El suministro eléctrico se restableció enseguida, y en cuanto volvió, Laura comprobó que el resplandor de sus manos había desaparecido. Sin embargo, la luz interior que lo había acompañado seguía allí, más resplandeciente y cálida que nunca.
En ese momento oyó unos pasos precipitados en el pasillo. Un instante después, la puerta se abrió.
—¿Has visto eso? —le preguntó su madre desde el umbral.
Sonreía confiadamente, como Laura no la había visto sonreír en mucho tiempo. Su hija supo entonces con absoluta certeza que dentro de las dos brillaba la misma luz suave y aterciopelada; una luz que les decía que confiaran, que pronto volverían a ver a Álex, y que nunca habían sido tan fuertes como en ese momento.
—Vengo de la calle —dijo Helena—. Ese resplandor en la piel de la gente, y sus caras… ¡Tendrías que haberlas visto! Parecían tan contentos, tan seguros de sí mismos… ¿Qué ha pasado, Laura? Parece cosa de magia. Pero la magia no existe, he dedicado toda mi vida a la ciencia y sé de lo que hablo…

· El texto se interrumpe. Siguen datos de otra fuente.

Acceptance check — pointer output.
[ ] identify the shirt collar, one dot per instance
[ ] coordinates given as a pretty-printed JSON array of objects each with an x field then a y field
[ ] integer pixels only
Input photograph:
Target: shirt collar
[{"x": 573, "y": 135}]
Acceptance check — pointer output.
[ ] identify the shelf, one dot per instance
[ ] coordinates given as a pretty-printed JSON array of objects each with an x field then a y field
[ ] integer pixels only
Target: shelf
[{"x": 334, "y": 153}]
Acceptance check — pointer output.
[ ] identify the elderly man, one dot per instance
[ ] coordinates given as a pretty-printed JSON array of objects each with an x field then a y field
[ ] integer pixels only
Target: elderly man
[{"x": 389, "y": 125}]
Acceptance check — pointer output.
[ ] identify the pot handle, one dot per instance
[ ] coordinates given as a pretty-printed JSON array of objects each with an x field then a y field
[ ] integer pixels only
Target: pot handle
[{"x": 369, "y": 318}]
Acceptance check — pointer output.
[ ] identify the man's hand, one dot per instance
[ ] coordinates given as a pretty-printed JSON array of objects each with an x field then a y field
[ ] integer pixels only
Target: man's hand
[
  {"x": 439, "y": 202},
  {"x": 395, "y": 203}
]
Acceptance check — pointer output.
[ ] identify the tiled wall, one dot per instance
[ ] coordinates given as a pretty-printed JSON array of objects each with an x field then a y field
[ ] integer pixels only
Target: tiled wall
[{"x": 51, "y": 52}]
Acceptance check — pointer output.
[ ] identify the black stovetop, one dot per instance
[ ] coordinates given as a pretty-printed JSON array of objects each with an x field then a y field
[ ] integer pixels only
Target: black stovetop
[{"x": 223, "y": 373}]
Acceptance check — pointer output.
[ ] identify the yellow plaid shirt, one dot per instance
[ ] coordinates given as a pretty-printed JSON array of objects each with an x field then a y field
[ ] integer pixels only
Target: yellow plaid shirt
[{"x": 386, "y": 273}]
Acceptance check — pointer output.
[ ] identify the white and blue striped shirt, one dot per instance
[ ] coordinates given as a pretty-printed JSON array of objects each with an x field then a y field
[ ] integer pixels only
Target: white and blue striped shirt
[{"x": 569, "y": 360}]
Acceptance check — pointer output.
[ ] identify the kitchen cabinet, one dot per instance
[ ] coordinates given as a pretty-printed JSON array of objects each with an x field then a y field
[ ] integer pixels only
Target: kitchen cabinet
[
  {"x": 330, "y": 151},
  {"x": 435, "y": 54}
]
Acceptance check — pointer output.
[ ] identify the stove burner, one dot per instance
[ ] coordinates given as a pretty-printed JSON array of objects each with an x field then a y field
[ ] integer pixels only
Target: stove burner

—Quizá ha existido siempre, mamá; quizá lo único que ocurre es que no hemos sabido verla.
Las dos se cogieron de las manos y se miraron sonriendo. Luego, Laura sintió el abrazo firme y acogedor de su madre. Lo había echado terriblemente de menos en los últimos meses, pero allí estaba. Y eso sí que era mágico.
—Es como si, de pronto, lo viese todo más claro, mamá —confesó—. Es como si de repente las cosas tuvieran más sentido… ¿Qué crees que ha podido pasar?
Su madre se apartó un momento y la miró una vez más con una de aquellas sonrisas esplendorosas que Laura ya casi no recordaba.
—No sé lo que ha pasado, hija —murmuró—. No sé lo que ha pasado… Pero sí estoy segura de una cosa: a partir de hoy, todo será distinto.